Lunch with Prof. Carlo Ratti

19 Jan. 2016

This year’s annual WEF guest professor was Carlo Ratti from MIT’s Department of Urban Studies and Planning, who took time and energy from a frenetic journey that started in Singapore and would proceed to Davos.

On January 19th, 11 alums from as far as Lausanne and Fribourg joined Carlo for lunch at Loft5 in Zürich, to hear this visionary architect and engineer in person. In an interview with WIRED magazine, he states that his projects “focus on how new technologies are changing the way we understand, design and ultimately live in cities…on one of our projects, Underworlds, collects and analyses biochemical information from sewage water.” Ratti, who prefers to design, rather than predict our future, sees the most significant recent development as “the internet, which by then will have entered not only into our lives, but also into our bodies.”


We were eager to hear more. Here an excerpt of the discussion that made time fly before Carlo headed off to meet the politicians, rock stars, and (what he ironically called) “plutocrats” in the “equalizing snow” of the alps:

In the age of big data, Ratti’s research focuses on multiple aspects of the city. According to one of his studies, ride sharing could reduce the number of taxis in NYC dramatically (I think he said from 12k to 8k). Referring to his Davos message, he explained that the role of government will be to regulate and drive integration of software protocols and interfaces so the efficient use of urban resources (not just fresh air and vehicles, but the actual number of streets could be closed to traffic), can become reality. Today a driver needs to have several phones mounted on his dashboard to choose between all possible requests from proprietary platforms. Without intervention, market forces and winner-take-all business models will perpetuate absurd practices like these.

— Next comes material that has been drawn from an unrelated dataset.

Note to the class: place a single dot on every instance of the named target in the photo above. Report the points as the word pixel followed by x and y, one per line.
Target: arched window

The conversation inevitably turned to the urban future, when he asked us what our favourite cities were. Sydney, Paris, London, were among the top, while Carlo praised the juxtaposition of nature and manmade habitat in Darwin, Australia.
He playfully imagined a mass customization of the urban experience, in which residents wish for “the topography of Prague, together with climate of Naples, the nightlife of Rio, and the fusion cooking of San Francisco”.

We asked MIT’s Director of Senseable Labs about the building projects he is working on. His architecture firm, Ratti Associates is currently building Singapore’s highest skyscraper: “Yes, we do a lot of brick and mortar work, but we want to create dynamic interactions in the cities they are in. Buildings should respond to us like human beings. Can heating, lighting, and cooling for example follow you interactively as you move in the rooms?” By the way, it is worth watching the presentation of “Architecture that senses and responds” in his TED talk


We heard that the future of the city has two possible scenarios: 1) either be run centrally by a single corporation (he named IBM but probably didn’t mean them literally), or 2) an ecosystem which is run bottoms-up by its residents. Which one would we prefer?


And in spite of what we might expect from a data guru, Carlo Ratti sees technology as central to most change, but not exclusively so:
“Why are we here together today? We could have had a skype lunch and talked about the same things. But you can’t substitute or model experiences. All of us have come together for just that.”